2 100 skills, all prose 2 ? ? ?
3 50 skills, 1 task uses script 3 ? ? ?
4 50 skills 10 (every task needs a different skill) ? ? ?

Assessment

Learner has met the objective when they can compute lazy vs eager token loads for a given session and identify which tasks should delegate to scripts vs stay as prose Skill bodies.

References

  1. Anthropic Engineering — Skills as a token-optimization primitive.
  2. The Claude Code documentation — Skill bundle format and lazy-loading semantics.
  3. Building Effective Agents — discussion of task decomposition patterns.

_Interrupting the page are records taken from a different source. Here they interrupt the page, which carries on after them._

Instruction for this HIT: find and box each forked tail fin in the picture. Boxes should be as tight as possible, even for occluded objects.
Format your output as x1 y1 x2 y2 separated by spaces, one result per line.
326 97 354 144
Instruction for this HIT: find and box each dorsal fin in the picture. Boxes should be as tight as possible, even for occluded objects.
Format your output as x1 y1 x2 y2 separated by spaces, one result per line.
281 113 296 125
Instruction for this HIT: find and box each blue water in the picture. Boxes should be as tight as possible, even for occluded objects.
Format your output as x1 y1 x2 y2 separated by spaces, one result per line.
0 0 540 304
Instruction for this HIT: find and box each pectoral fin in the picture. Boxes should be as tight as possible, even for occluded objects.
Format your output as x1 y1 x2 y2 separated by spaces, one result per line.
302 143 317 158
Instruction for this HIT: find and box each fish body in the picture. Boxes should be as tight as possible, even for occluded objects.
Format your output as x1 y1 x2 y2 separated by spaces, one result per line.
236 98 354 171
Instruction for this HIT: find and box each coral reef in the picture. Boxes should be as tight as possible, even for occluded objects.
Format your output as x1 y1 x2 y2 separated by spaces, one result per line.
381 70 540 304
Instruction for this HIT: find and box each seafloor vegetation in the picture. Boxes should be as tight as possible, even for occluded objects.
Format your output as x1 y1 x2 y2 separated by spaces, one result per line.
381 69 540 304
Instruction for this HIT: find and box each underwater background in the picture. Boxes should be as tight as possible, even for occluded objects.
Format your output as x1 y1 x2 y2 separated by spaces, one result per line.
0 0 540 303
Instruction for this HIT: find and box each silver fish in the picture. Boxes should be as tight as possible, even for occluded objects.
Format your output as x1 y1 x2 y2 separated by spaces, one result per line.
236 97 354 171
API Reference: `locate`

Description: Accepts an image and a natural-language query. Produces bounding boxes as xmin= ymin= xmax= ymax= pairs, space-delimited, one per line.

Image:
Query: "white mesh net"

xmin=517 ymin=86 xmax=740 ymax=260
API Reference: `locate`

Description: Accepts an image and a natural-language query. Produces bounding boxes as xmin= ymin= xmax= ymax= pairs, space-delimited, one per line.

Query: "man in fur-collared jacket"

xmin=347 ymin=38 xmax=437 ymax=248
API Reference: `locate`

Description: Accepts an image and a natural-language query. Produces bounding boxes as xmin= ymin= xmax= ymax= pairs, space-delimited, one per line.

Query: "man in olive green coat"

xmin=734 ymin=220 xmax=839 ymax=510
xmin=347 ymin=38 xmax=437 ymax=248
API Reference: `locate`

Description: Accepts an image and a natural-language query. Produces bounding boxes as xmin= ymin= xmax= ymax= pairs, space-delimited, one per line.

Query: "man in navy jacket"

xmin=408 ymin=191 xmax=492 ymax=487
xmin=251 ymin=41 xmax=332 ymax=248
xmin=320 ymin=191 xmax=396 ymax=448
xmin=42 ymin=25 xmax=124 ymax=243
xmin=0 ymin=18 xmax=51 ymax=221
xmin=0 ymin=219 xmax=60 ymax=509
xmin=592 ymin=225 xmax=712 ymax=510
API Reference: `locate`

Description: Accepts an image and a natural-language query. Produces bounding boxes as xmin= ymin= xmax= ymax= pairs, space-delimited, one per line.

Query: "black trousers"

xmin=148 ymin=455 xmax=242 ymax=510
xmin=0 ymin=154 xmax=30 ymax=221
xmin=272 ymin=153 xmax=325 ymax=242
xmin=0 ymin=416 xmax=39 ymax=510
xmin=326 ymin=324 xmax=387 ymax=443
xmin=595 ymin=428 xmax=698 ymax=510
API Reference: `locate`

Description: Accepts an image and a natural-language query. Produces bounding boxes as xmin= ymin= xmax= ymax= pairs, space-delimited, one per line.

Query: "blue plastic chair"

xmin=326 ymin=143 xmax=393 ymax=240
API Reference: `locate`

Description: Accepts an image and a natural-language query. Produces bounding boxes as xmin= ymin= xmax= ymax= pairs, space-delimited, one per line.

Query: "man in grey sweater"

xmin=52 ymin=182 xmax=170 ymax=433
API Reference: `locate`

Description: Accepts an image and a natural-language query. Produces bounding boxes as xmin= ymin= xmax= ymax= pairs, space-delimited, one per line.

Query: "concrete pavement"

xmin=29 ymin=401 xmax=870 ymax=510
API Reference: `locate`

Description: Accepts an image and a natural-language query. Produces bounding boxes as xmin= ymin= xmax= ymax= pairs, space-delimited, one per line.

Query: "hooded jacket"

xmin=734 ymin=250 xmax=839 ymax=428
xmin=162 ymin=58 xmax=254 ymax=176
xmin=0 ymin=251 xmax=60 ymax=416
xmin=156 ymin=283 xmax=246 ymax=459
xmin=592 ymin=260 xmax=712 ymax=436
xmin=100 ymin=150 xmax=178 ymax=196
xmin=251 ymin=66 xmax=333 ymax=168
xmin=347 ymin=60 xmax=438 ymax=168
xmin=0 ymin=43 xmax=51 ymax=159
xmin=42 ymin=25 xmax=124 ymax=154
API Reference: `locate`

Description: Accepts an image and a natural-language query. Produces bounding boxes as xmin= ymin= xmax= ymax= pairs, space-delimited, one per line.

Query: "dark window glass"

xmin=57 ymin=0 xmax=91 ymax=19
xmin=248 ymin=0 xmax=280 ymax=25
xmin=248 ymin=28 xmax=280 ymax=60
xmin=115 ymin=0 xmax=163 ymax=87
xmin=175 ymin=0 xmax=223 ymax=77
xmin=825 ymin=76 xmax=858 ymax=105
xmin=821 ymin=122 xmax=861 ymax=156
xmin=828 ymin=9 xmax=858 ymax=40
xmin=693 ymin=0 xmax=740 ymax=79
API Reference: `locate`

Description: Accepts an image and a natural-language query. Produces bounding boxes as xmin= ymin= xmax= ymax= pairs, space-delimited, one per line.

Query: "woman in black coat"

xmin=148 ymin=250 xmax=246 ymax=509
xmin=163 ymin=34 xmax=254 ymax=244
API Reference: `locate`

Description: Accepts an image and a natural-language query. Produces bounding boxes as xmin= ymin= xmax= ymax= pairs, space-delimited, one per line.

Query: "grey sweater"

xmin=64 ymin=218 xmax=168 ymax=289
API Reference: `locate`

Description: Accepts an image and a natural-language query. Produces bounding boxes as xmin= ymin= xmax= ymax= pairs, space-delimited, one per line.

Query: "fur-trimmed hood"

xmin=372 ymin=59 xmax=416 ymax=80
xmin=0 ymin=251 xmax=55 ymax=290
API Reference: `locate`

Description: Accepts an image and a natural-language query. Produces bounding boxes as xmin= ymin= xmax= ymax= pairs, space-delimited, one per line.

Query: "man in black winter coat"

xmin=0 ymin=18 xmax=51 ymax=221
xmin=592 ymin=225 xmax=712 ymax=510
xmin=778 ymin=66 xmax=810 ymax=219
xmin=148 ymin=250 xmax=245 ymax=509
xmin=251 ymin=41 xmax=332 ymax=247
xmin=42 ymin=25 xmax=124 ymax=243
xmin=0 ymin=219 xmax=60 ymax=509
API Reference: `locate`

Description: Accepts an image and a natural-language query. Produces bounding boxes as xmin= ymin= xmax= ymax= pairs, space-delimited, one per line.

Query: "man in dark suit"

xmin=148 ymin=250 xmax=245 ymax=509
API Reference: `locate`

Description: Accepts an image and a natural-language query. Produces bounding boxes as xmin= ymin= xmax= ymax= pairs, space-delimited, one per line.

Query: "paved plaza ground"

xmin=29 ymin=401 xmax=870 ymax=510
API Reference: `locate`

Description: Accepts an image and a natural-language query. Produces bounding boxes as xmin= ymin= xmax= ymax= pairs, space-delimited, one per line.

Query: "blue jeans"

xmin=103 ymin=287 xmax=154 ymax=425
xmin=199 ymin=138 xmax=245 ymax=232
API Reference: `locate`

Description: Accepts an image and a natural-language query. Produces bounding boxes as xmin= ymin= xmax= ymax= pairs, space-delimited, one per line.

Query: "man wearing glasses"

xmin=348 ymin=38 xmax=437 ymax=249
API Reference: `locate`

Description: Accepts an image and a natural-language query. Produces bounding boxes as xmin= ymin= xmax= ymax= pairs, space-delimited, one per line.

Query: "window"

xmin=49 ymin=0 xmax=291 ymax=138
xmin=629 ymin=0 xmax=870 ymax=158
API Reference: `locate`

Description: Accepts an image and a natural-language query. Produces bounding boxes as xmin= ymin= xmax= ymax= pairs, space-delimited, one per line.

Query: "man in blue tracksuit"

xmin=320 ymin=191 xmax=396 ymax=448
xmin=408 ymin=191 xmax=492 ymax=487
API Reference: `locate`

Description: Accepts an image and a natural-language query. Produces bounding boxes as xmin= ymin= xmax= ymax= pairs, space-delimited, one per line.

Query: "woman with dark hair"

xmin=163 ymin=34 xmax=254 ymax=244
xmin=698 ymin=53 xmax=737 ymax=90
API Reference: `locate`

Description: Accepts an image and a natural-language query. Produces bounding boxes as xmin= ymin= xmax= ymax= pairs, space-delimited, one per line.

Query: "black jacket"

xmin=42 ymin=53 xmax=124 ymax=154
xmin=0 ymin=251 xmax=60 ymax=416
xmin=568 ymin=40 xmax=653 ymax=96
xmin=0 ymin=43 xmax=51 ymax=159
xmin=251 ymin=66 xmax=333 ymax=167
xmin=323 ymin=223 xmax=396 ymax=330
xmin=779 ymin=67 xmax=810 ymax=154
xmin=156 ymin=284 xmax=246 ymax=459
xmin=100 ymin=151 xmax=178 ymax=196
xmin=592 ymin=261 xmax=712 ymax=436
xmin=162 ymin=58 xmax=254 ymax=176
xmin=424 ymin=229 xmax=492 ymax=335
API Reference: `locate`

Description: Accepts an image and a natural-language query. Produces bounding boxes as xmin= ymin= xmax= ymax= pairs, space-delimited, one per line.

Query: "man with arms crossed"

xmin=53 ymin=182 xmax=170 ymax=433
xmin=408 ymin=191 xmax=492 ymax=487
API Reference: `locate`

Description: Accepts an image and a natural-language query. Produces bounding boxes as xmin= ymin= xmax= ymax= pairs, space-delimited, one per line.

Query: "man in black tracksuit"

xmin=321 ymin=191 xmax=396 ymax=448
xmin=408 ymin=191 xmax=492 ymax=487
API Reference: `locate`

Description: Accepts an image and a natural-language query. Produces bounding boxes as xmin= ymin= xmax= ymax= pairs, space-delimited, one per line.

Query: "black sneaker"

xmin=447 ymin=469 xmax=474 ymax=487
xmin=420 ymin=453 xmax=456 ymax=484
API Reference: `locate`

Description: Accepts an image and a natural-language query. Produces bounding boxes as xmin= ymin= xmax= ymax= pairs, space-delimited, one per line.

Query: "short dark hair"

Senior Instructional Designer Quality Review

Reviewer perspective: 15+ years designing engineering curricula for adult professional learners.

Overall verdict

Approve as-is for Chapter 8. Score: 89/100 (B+). This is the diagram the entire Skills System chapter pivots on, and it teaches the right thing: the savings come from both lazy loading AND script delegation, not either one alone.

What works

  1. Bloom alignment is correct. L4 "examine" requires the learner to break apart the cost structure. The toggle does exactly that — it splits the cost into base + bound + delegated.
  2. The 13× ratio is the headline number. Showing ~7,550 vs ~100,000 makes the savings undeniable.
  3. Script delegation gets its own color and called-out node. The textbook's claim that ~30% of tokens can be saved by script delegation lives or dies on this single diagram surfacing it.
  4. The unloaded "48 of 50 skills stay on disk" framing. Pedagogically essential — the savings come from what is NOT loaded, not just what is.

Gaps

  1. No way to vary library size. A slider for "how many Skills total?" would show that lazy-load benefits scale with library size while eager-load penalties scale superlinearly. Score impact: −3.
  2. Script-vs-prose comparison is one-shot. A toggle to convert each Task between "skill body" and "bundled script" would show the per-task delegation savings in isolation. Score impact: −2.
  3. No actual dollar amounts. Tokens are the unit but a "× $X/MTok = $Y per session" annotation would translate to budget language. Score impact: −1.

Accessibility

Color-blind safe; verdict text in every node.

Cognitive load

Lazy view: 8 nodes. Eager view: 6 nodes. Tractable.

Recommendation

Approve. Open follow-up for library-size slider (gap 1).